5 important lifestyle changes
For those who have had a stroke or TIA, secondary prevention guidelines include managing risk factors such as high blood pressure, type 2 diabetes, cholesterol and triglyceride levels, and not smoking.
The guidelines say that stroke survivors should limit salt intake and follow a Mediterranean diet. Those who are physically able should engage in moderate-intensity aerobic activity for at least 10 minutes, four times a week, or vigorous-intensity aerobic activity for at least 20 minutes twice a week.
“A vascular event of any sort is a systemic, whole body process. It behooves you to make significant changes like not smoking,” Freeman said.
Freeman offers five important lifestyle changes to help lower the chances of a second stroke:
- Daily exercise. Once your cardiologist gives you the all clear, aim for 30 minutes of “breathless” walking or similar activity you enjoy every day. The goal is to get a bit breathless (not struggling to breathe) as you exercise.
- Diet. Eat a predominantly low fat, whole food, plant-based diet. This type of diet has been shown to halt progress of coronary disease and vascular disease, and can help maintain a moderate weight.
- Stress. Stress has a big impact on blood pressure, and it’s important to get both under control.
- Connectedness. There’s data to show that connectedness with family and friends markedly improves vascular outcomes.
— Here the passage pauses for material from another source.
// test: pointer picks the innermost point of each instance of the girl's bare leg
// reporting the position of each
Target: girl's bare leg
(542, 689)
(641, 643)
- Sleep. Getting at least 7 hours of uninterrupted sleep is best for overall cardio and cerebrovascular outcomes.
“Collaborative teamwork between the neurologist and the cardiologist is important. We also need a much stronger push in the lifestyle space, which is not really taught to neurologists and cardiologists. But it’s an incredible, powerful way to minimize cost and side effects, and to improve outcomes,” Freeman said.